Uses This

A collection of nerdy interviews asking people from all walks of life what they use to get the job done.

A picture of Austin Hicks

Austin Hicks

Product engineer (Backtrace.io)

Posted in developer, (category)

Who are you, and what do you do?

I'm Austin Hicks, a backend product engineer at Backtrace.io, a company that does crash analysis for other companies writing software. This means I do a bit of everything. I've got a good bit of open source in my past, most notably some work on the Rust compiler. The most immediately unusual thing about me is that I'm blind.

What hardware do you use?

My main computer is a custom tower that's been through several iterations at this point. Currently it's a 6-core Skylake with 64 GB ram. I'm also a mechanical keyboard guy, namely the CODE Keyboard. I've been typing for over 20 years at this point, and non-mechanical keyboards just don't do it anymore.

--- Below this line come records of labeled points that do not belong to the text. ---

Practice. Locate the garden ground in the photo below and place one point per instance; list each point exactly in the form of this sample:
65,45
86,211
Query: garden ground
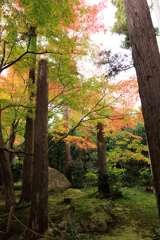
133,216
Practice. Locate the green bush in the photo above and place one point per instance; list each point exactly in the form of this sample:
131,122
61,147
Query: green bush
75,172
109,183
17,171
146,177
91,179
127,179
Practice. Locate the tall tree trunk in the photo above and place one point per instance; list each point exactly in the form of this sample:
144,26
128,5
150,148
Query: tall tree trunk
13,128
6,172
156,9
38,220
29,134
103,185
67,145
147,63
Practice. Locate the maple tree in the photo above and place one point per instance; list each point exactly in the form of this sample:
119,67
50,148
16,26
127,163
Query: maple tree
146,59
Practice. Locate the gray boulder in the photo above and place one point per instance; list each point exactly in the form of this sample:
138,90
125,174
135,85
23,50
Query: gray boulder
57,180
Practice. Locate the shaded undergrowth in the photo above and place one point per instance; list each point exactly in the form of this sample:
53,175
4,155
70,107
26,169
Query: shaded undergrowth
132,216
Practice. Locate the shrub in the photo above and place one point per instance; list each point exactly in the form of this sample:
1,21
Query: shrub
146,177
17,171
91,179
75,172
127,179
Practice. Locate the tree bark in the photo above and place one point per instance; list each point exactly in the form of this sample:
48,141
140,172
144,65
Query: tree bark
67,145
38,220
102,165
147,63
29,134
7,173
156,9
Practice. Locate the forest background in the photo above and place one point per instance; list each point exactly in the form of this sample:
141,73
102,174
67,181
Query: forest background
87,111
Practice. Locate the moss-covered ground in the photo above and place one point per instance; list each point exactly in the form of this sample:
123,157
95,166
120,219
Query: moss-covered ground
133,216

The phone is an iPhone 7, though I'll likely be upgrading that soon. Apple is by far the best at accessibility for phones, though sadly not for computers.

And what software?

My OS is Windows for the accessibility. In order to use the computer as a blind programmer, I use a screen reader called NVDA. The simplest explanation of screen readers is that they make the computer talk, but in actuality it also comes with something like 100 additional keystrokes and most of us who program eventually have it talking at 800 words a minute or so. It takes years to learn to be efficient, and "it makes the computer talk" is definitely a simplification.

My daily drivers for programming are either Nodepad++ and this NVDA add-on for it, or VSCode. I use the former setup for work because there's a few things that someone else scripted which are super useful for keeping code style in line with the rest of the team, but for personal projects VSCode is amazing and Microsoft's been doing a lot of good work with accessibility for screen reader users. One of these days I'm going to find the time to write scripts for VSCode to fill in the gaps that still require Notepad++ some of the time and make the final switch.

What would be your dream setup?

For starters I'd start with more people caring about accessibility. It's easy to do color blindness and to add keystrokes to everything, but probably around half of the GUI frameworks out there flat out don't work with screen readers no matter how you try. VSCode has only been good for about a year for example, and before that there was something like a 10 year gap where most of the IDEs and editors with that level of functionality were either so inefficient for blind users as to be pointless or entirely inaccessible. A lot of stuff turns into finding the single app that works, rather than having choices or using the best thing for the job, and a lot of the things that people use to make apps could offer accessibility by default but don't because no one has put in the time.

But if I was going to be more hypothetical, I'd kill for a 2-dimensional refreshable braille display. We have 80-character braille displays now, basically a giant row of pins with motors underneath, but they cost multiple thousands of dollars and no one has scaled the technology up to multiple lines of text. Braille itself is actually very slow compared to speech and I haven't bothered with a braille display in a long time for that reason, but if someone managed to make it 2 dimensional then the world of tactile diagrams opens up. That would allow for everything from metrics charts for work to financial analysis to playing nethack. When it comes to analyzing sequences of numbers I tend to write scripts in Python to extract information for me, but that only goes so far. There's some people working on this but it's actually an incredibly challenging problem, especially if you want them to be inexpensive enough that people can actually afford them.

There's also a lot of low-hanging fruit with combining speech and audio queues that's still on the table for screen readers, for example replacing announcements of control types with sounds (as in buttons might click instead of say button). A few people (including myself) have implemented this to one degree or another, but it's either expensive, hacky, or not on Windows.